As we have a thirty minute
car journey to our Sunday morning meeting place we usually put on a worship CD
and sing along to the music. We are still good charismatics, after all, and
believe it’s good to be stirred up before the meeting begins. But this last
Sunday things were a bit different as we listened to a Radio Wales programme on
the supernatural.
A passion for his presence?
Roy Jenkins (‘Baptist
minister of Cardiff’ as he is always referred to on Thought for the Day) had
four guests to discuss the subject – a friend of ours from Antioch, Llanelli, a
Catholic priest with a PhD in astro-physics, an academic anthropologist specialising
in religious phenomena, and an atheist humanist. I’ve listed them in their
order of enthusiasm for the supernatural – from someone who has experienced it
within her own church context to someone who rejects it out of hand.
No one was going to ‘win’
this particular debate. The first three, however, came over as fair-minded,
deep-thinking people who could be quite objective when discussing the subject.
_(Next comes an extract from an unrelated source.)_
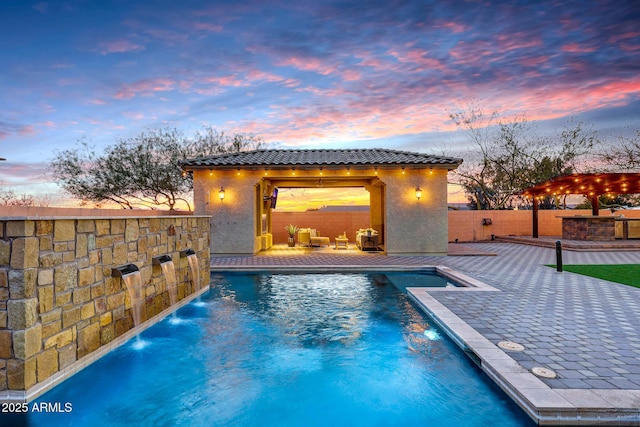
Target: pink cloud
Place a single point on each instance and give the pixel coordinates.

The humanist, however, did not. Despite her insistence on the need for rational
thinking and on evidence based belief, it seemed that she herself was quite
unwilling to be objective. Indeed she came out with this classic observation –
that there have never been any miracles with any evidence to support their
existence ever. Jenkins responded with a shriek of incredulity at this, as well
he might.
Evidence
Of course, it is possible
that she has done extensive research into the history of miracles throughout the
ages and that she could support her assertion for each ‘miracle’ that has ever
been recorded – but somehow I doubt it. But if she is to consistently live out
the rational, evidence based belief that she claimed to adhere to, isn’t this
what she needed to have done?
But maybe faith and
hypocrisy aren’t just the preserve of the religious?